According to Heffernan’s strange logic, the war against women’s reproductive rights that is currently being waged by the US politicians is not a big deal because Myanmar, golf, and Jesus. Think I’m exaggerating in order to make her look bad? See for yourself:
The stylized “war on women” may rage on as a fiction of the election, but in the barracks women are living it up. Aung San Suu Kyi, the pro-democracy leader, now sits in parliament in Myanmar. Women play golf at the Augusta National Golf Club. And, this week, we come to find out Jesus may have had a wife.
Got it? Well, neither did I. Real women are being denied their rights but for Heffernan this is a greater fiction than Jesus’s wife.
Heffernan is a great example of a person who refuses to face her own neurosis and pretends that her psychological imbalance is some sort of a political or social issue. Take the following statement, for example:
Last week I hired a babysitter, put on a dress and took a taxi to a friend’s birthday party across town. . . In place of cake and candles was an exclusionary door policy. Women. Only women. The three men present were waiters. There was nothing defiant or political in this separatism. Separatism by sex is so standard at social events now that no one even commented on it. The crowd was cool and gracious. The women seemed universally like winners, expansively at home in this unmixed company. No men around to worry about, to protect, to impress, to slow down for.
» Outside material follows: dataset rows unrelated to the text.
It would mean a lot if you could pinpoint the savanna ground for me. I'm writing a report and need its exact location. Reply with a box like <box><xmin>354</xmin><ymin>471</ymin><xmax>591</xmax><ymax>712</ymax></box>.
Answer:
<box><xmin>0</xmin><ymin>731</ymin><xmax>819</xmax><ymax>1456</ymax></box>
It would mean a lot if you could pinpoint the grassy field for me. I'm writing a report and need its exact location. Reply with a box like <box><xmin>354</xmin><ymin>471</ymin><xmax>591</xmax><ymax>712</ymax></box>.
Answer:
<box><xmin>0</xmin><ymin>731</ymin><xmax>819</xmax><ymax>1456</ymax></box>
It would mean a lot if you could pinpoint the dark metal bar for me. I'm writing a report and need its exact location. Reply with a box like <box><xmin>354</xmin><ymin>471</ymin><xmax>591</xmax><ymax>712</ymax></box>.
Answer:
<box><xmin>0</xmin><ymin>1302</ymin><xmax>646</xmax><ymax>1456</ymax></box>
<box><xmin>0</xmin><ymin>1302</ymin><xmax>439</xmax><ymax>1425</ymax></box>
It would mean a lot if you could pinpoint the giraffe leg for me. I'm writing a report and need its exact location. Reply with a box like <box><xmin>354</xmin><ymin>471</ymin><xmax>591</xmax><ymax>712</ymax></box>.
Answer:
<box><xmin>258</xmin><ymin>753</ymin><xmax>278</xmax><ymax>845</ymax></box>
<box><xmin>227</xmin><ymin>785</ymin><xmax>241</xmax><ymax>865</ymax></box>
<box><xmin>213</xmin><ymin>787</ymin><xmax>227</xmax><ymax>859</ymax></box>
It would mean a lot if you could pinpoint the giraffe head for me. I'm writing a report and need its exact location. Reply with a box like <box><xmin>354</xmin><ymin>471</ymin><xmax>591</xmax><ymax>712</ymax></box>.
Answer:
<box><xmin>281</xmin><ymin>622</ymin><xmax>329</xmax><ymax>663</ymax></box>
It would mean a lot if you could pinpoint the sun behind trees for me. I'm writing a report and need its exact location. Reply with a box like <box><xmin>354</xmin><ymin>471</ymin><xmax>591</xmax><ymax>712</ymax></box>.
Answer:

What Heffernan doesn’t know is that she can look and feel like a winner who is at home wherever she goes without locking herself up in a gynaikonitis or a seraglio. All she needs to achieve this happy state is solve her psychological issues that make her switch on the worrying, protecting, impressing, slowing down mode whenever a man enters the room.
When I imagine the sad reality of a person who automatically begins “to worry about, to protect, to impress, to slow down for” whenever a man shows up on the horizon, I feel perplexed. It must be a weary task to walk through life dragging these decidedly unhealthy responses everywhere you go. Wouldn’t it be so much easier to find the reason why the possibility that a complete stranger might have a penis provokes such an intense response in you? Wouldn’t it be more productive to look for a way not to be in such a complete thrall to other people’s physiology?
Crowds of women live their lives without any desire or need “to worry about, to protect, to impress, to slow down for” whenever men appear in their vicinity. Heffernan could easily become one of those women if only she gave herself the trouble of realizing that this is not about “all womankind.” This is an issue of personal psychology that she is choosing not to address out of sheer laziness.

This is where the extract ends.